Si on suspecte cette nouvelle souche du virus d'être plus aisément transmissible - la hausse de contagiosité irait jusqu'à 70% selon les experts - on ignore si elle joue dans un sens ou dans un autre sur sa mortalité, ni dans quelle mesure elle s'est déjà répandue au-delà des îles britanniques.

La France mauvaise élève

Dimanche, la France a décidé de suspendre pour 48 heures les déplacements entre l'Hexagone et le Royaume-Uni. Mais au chapitre du séquençage, la France a encore beaucoup à faire. Notamment dans la publication des résultats de ces analyses.
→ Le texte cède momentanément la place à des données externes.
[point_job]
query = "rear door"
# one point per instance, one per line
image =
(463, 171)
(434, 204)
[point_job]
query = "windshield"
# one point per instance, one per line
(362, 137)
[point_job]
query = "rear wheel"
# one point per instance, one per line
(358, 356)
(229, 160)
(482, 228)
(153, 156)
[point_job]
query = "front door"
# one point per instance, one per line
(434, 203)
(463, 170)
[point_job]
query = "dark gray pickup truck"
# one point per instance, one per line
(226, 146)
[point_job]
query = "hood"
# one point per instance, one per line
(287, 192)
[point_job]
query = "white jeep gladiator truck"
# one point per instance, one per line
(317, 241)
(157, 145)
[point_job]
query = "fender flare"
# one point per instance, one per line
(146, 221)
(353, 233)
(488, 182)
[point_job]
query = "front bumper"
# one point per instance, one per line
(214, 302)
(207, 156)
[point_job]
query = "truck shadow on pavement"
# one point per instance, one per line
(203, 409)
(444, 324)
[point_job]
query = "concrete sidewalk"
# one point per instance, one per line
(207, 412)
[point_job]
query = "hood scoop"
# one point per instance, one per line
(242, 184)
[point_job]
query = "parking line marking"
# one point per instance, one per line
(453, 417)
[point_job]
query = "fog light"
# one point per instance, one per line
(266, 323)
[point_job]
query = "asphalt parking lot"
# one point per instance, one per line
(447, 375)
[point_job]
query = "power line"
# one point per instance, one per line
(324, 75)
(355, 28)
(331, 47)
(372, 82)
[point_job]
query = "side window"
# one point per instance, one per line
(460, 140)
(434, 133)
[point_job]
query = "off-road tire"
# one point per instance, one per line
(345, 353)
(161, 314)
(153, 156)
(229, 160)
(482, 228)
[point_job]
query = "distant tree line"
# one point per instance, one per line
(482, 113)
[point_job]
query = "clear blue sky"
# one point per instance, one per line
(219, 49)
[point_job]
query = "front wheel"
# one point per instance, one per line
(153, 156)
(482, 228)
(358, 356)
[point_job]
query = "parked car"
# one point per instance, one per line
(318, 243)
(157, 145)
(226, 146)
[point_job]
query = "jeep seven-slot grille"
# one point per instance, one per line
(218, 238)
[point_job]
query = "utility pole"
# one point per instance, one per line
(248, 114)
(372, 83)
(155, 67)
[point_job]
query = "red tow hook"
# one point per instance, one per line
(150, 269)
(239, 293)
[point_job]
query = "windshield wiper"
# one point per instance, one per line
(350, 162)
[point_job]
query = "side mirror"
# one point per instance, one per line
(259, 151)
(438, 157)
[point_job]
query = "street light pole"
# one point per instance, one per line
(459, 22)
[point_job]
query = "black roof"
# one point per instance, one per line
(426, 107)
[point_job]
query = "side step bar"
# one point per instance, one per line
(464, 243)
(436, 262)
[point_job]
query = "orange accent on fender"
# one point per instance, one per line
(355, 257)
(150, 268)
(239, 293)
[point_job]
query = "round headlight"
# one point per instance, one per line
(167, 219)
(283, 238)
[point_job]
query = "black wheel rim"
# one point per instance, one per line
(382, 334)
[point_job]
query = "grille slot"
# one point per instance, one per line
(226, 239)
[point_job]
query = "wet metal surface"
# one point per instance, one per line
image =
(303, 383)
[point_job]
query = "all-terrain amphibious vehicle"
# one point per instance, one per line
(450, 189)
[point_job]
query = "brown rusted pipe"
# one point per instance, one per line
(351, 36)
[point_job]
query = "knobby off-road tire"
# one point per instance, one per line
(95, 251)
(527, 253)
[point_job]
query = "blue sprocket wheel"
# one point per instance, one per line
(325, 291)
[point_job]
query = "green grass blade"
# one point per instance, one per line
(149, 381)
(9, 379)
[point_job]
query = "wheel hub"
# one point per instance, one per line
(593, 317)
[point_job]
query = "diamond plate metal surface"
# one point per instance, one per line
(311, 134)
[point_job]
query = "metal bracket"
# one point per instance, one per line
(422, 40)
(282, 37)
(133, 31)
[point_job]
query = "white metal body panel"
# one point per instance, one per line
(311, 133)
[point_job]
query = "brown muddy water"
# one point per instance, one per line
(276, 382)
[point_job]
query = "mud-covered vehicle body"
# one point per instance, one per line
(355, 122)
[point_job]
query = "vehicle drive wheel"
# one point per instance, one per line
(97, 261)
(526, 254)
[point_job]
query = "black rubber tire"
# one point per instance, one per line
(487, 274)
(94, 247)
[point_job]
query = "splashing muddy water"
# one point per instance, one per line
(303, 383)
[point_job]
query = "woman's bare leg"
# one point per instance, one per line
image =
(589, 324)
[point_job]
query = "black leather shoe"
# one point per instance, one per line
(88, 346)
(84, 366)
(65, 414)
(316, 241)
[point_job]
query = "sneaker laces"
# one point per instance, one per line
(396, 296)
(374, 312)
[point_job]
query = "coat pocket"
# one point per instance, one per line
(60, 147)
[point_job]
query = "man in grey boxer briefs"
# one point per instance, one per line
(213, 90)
Samuel Alizon, chercheur au CNRS et spécialiste de la modélisation des maladies infectieuses, est ainsi intervenu auprès de Libération mercredi dernier: "La France a partagé environ 2500 séquences contre 123.000 pour le Royaume-Uni".

Le 3 novembre dernier, l'Académie des sciences et l'Académie de médecine avaient d'ailleurs émis un communiqué commun, n'hésitant pas à solliciter "la responsabilité des chercheurs" et "la vigilance de leurs tutelles scientifiques" pour que "cesse cette rétention d’information qui jette le discrédit sur l’ensemble de notre communauté scientifique et médicale nationale".